Alfalfa was his crop of choice. Jim, his brother and their father cleared the sage brush, leveled out the sand dunes bringing that rough piece of ground into productive crop land. As I sat there at the funeral with over 300 people listening to memories after memories, I was thinking you never know who you are impacting.

Many of those 300+ people who attended the funeral had intersected at a particular point in time with Jim, some from his youth, others from work relationships, and of course, family–siblings for the whole ride, wife and children and grandchildren having the closest interactions.

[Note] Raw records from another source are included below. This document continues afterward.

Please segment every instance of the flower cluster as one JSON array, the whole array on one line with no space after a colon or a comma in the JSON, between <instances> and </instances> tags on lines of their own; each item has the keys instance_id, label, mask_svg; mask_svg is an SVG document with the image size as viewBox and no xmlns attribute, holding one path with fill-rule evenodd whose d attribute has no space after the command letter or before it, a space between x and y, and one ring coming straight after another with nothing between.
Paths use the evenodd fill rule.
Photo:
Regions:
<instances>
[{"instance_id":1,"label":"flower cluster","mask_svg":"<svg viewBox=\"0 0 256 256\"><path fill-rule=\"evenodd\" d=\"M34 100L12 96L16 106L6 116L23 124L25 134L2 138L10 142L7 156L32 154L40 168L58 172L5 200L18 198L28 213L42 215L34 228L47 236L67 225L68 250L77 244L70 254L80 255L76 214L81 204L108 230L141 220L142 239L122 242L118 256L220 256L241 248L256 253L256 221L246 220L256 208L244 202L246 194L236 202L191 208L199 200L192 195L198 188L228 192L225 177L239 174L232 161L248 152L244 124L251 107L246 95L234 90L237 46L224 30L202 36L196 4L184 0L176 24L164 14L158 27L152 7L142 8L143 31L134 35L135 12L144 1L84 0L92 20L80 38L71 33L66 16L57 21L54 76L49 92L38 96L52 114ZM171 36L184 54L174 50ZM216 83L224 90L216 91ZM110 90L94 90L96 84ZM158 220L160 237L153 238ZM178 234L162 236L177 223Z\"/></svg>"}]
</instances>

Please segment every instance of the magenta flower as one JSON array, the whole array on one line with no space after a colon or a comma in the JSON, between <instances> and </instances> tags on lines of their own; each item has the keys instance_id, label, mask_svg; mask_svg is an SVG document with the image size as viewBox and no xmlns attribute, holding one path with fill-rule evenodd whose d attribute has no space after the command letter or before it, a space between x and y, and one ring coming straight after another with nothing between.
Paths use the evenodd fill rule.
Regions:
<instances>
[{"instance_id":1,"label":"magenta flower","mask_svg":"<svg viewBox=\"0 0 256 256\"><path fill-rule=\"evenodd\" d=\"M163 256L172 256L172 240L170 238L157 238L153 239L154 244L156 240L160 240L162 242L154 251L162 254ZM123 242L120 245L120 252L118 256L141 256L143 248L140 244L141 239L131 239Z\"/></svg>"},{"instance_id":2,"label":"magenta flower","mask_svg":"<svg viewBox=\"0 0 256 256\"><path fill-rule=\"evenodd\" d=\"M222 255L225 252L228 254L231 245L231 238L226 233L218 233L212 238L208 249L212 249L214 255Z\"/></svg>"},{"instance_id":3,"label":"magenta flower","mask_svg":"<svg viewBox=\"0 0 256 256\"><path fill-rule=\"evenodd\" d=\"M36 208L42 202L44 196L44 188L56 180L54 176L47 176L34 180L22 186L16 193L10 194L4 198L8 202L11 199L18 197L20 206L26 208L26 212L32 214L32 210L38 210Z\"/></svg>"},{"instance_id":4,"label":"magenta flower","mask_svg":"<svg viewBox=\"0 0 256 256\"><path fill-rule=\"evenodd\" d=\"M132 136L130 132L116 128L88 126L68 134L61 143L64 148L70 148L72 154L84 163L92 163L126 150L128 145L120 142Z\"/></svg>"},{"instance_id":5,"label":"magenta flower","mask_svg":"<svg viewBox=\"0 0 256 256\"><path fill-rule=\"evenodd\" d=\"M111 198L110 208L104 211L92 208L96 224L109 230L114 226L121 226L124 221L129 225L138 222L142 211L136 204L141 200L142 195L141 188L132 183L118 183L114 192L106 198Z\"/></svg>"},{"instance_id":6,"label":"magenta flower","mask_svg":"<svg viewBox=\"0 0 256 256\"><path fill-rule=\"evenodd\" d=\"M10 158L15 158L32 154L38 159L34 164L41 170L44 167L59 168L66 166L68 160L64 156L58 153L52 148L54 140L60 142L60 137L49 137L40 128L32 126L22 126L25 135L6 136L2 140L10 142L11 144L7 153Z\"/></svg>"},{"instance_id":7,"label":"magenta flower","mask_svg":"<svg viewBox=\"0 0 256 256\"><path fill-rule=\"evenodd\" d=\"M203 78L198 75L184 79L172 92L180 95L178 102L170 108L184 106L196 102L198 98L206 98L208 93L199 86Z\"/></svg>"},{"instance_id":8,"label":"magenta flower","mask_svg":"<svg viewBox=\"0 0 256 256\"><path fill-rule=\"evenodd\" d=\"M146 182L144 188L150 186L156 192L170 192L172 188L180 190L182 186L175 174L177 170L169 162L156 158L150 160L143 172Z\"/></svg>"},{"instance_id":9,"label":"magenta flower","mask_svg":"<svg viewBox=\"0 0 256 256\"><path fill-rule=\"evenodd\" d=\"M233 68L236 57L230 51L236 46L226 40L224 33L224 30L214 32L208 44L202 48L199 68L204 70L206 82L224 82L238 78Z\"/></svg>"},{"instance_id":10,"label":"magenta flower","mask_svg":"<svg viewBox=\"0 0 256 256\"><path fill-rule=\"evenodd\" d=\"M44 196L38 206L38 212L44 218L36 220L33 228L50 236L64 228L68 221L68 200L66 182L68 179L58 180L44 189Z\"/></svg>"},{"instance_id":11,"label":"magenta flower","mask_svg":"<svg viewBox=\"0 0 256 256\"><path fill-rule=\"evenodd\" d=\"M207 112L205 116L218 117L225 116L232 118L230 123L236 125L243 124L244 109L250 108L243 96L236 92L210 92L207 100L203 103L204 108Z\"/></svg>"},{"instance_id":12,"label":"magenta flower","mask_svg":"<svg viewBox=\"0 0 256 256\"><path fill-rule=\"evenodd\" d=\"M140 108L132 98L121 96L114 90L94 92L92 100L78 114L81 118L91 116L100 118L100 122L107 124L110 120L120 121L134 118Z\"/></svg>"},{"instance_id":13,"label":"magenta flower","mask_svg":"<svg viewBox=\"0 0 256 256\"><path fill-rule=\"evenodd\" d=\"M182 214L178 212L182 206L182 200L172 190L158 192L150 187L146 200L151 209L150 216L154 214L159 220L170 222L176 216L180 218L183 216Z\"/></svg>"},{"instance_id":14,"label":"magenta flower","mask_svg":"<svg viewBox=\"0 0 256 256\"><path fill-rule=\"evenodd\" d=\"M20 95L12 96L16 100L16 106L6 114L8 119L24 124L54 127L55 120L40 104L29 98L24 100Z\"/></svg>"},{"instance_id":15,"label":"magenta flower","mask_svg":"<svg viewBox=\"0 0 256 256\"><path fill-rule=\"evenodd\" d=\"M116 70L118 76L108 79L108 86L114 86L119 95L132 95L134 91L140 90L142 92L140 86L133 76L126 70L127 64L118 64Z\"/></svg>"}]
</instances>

Jim and my path crossed not because of farming, but because we were friends with his kids and our kids were friends with his grandkids. My first memory of Jim was at a soccer game. I was the coach and my son Stephen and Ian, Jim’s grandson, were playing a game. Grandpa and Grandma had come over for the weekend to take in the festivities. Throughout the funeral, it was apparent that Grandpa and Grandma had made participating in their children and grandchildren’s lives a priority. Now many of you may not know many older farmers, but they are not that much different than other hardworking folks from that generation. Jim was still strong as an ox. You could tell from his handshake that he was well acquainted with work as his hand engulfed yours followed by a steady strong look into your eyes that communicated trust and respect–and maybe a little measure of how many 3 string bales of Alfalfa you could stack! Our relationship was a new one and far too short. Every day each of us get an opportunity to bless someone, sometimes for a moment or a little longer or a lifetime. We will never know most of the impacts that we will have on many of those relationships, but last weekend was a reminder to me to make the most of every one of them.

In every relationship, every interaction, let’s be generous and kind in all that we do because when we pass from this life to the next, our impact on our local communities will be through those relationships and the generations still here. Jim’s life left an impact on at least 300 + people, including mine.